Wilsford Hall, built in 1649 and enlarged in 1776, was demolished in 1918. The village school and schoolhouse built in 1857 have been converted into a private house.

==Amenities==
The nearest doctors' surgery is in Ancaster. The nearest school is Ancaster Church of England Primary School, which was rated overall as Good in a January 2017 Ofsted short inspection.

The village hall can also be used for indoor sports, and there is a playing field. The village public house is the Plough Inn in Main Street, which serves meals. Main Street also a pizzeria and a local store that acts as a sub-post office.

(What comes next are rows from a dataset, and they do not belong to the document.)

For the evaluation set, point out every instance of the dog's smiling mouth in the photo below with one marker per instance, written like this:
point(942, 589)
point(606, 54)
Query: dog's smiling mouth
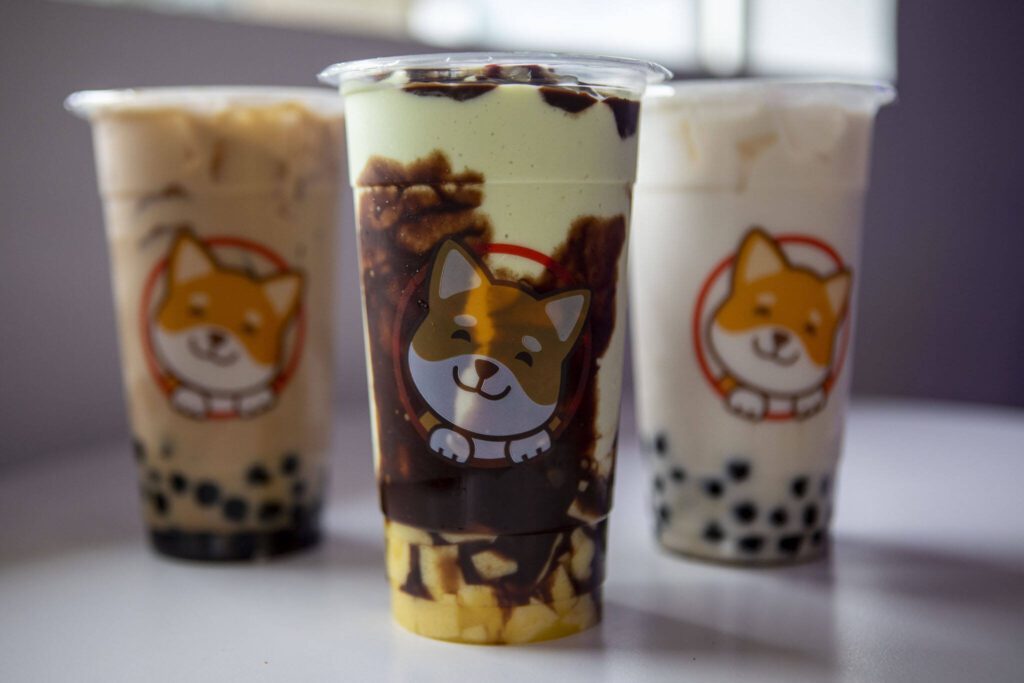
point(773, 356)
point(211, 355)
point(478, 389)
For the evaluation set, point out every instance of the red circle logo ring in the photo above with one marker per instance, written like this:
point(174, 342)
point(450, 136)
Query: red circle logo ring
point(562, 275)
point(166, 380)
point(698, 315)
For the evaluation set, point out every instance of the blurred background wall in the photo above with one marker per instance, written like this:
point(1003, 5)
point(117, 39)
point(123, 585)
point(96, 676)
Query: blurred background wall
point(942, 284)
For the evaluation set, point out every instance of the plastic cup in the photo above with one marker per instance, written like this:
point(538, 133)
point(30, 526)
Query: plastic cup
point(493, 199)
point(221, 207)
point(749, 203)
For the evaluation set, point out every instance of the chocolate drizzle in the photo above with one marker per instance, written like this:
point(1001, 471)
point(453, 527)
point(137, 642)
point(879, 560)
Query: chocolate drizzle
point(557, 90)
point(171, 190)
point(406, 212)
point(627, 115)
point(459, 92)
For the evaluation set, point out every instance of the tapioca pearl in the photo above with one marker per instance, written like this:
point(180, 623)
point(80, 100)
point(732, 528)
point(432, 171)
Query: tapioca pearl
point(290, 463)
point(738, 470)
point(270, 510)
point(236, 509)
point(258, 475)
point(178, 482)
point(160, 503)
point(810, 515)
point(207, 494)
point(790, 545)
point(713, 532)
point(751, 544)
point(301, 516)
point(713, 487)
point(138, 449)
point(744, 512)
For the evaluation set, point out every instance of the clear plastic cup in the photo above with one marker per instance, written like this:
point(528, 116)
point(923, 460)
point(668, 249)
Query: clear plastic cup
point(493, 200)
point(221, 217)
point(749, 204)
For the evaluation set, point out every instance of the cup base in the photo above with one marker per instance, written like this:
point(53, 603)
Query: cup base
point(449, 620)
point(235, 547)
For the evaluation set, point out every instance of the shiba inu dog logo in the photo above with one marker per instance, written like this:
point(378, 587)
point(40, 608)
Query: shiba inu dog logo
point(218, 332)
point(774, 335)
point(488, 359)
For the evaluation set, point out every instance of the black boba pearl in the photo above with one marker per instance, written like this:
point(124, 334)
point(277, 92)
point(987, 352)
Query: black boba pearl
point(791, 544)
point(207, 494)
point(257, 475)
point(236, 509)
point(178, 482)
point(290, 463)
point(160, 503)
point(713, 532)
point(738, 470)
point(270, 510)
point(752, 544)
point(745, 512)
point(779, 517)
point(810, 515)
point(713, 487)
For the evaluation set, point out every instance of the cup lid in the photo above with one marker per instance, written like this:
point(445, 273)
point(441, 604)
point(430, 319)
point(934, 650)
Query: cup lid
point(851, 94)
point(565, 69)
point(205, 99)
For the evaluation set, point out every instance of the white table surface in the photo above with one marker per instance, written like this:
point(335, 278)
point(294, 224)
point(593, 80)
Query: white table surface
point(926, 582)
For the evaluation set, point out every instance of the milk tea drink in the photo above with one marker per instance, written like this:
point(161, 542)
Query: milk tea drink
point(493, 201)
point(748, 208)
point(220, 208)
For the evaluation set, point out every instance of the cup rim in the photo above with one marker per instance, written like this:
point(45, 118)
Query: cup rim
point(853, 93)
point(596, 70)
point(200, 98)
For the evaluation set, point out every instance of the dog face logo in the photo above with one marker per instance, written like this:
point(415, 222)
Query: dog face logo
point(219, 332)
point(488, 358)
point(775, 333)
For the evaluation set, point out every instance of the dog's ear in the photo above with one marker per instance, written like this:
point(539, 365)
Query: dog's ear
point(567, 310)
point(283, 292)
point(455, 270)
point(838, 290)
point(759, 256)
point(189, 259)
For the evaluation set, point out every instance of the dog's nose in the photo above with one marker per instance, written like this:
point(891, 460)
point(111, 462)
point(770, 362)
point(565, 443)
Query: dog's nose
point(484, 369)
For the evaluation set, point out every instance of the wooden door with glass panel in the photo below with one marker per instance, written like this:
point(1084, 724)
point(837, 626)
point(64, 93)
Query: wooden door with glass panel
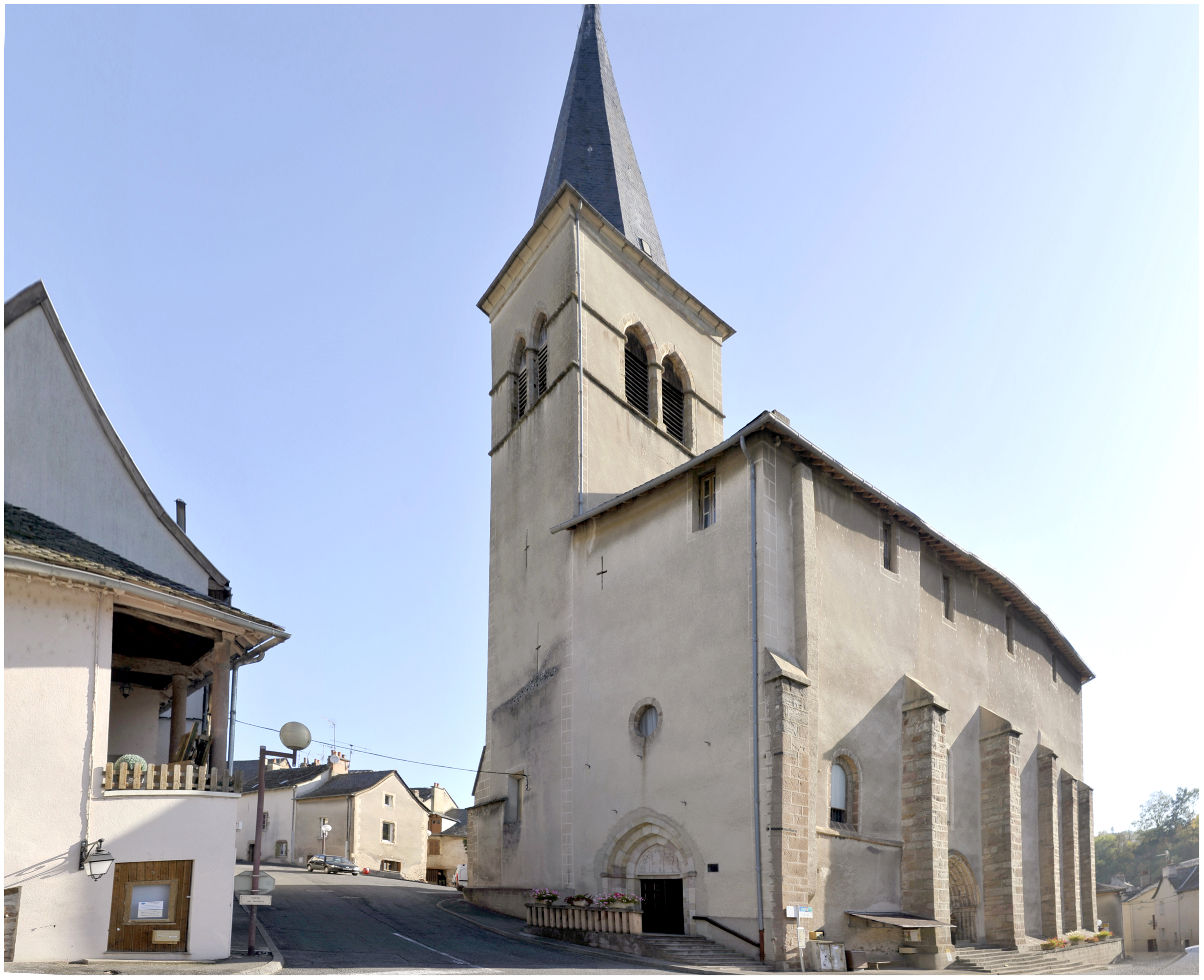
point(150, 911)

The local community supports a Women's Institute branch, a theatre group, a club for the elderly, a horticultural society, horticultural allotments, and a Brownies group for girls aged seven to ten.

==Transport==
There are two-hourly daytime, weekday buses to Sleaford and Grantham. There are also demand-response minibus services.

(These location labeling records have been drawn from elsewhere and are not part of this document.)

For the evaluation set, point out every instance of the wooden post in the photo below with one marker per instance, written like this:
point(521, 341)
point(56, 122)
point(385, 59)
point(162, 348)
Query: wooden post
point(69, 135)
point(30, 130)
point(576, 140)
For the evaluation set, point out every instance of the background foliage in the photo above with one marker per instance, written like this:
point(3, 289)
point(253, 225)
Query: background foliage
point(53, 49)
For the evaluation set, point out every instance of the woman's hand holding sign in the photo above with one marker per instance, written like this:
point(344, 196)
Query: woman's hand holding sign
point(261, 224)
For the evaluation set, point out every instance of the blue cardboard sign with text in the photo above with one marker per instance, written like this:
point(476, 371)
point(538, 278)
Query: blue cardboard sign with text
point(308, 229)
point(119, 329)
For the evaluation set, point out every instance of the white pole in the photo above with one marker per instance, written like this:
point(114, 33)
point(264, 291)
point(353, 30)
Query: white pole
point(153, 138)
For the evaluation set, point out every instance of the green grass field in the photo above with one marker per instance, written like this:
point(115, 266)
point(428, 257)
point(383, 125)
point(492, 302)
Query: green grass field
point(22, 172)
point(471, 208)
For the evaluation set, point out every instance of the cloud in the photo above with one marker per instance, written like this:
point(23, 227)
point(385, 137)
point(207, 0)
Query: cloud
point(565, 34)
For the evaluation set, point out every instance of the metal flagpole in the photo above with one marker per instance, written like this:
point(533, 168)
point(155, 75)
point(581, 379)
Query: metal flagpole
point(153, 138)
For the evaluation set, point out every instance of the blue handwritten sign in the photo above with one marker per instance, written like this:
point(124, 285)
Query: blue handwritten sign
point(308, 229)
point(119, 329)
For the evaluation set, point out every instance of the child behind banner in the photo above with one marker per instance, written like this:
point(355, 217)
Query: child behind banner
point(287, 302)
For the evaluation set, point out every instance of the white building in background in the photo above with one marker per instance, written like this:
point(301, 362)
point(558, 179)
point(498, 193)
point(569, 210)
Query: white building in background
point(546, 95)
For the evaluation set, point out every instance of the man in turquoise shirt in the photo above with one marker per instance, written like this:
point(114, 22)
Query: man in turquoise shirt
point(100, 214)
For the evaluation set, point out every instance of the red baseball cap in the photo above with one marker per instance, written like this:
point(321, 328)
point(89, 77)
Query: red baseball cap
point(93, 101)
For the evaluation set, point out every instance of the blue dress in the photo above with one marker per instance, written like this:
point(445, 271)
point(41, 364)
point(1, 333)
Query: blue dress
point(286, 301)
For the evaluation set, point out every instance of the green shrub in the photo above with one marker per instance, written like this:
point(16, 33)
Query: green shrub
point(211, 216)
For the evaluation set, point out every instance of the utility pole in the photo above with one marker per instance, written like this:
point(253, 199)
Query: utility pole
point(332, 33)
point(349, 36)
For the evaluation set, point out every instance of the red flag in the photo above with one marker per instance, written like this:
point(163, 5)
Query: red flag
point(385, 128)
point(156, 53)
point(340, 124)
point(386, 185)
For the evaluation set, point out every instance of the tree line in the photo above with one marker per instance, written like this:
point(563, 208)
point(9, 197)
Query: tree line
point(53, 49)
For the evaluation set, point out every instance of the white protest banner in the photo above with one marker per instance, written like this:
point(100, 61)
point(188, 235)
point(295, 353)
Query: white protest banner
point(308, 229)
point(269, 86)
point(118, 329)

The Grantham to Skegness railway line passes close to the north of the village, running alongside the A153 road and crosses the road at a level crossing close to the east. The nearest station is at Ancaster (1.8 mi, which has a six-day-a-week daytime service of three to five trains a day.

The A153 used to go through the village along Main Street before it was bypassed in the 1930s.

==Notable people==
- Clement Cotterell (died 1631), courtier and MP for Grantham, was lord of the manor of Wilsford.
- Charles Cotterell (1615–1701), son of Clement, master of ceremonies to Charles I of England until the King's execution in 1649, and a literary translator from French and Italian, was born in Wilsford.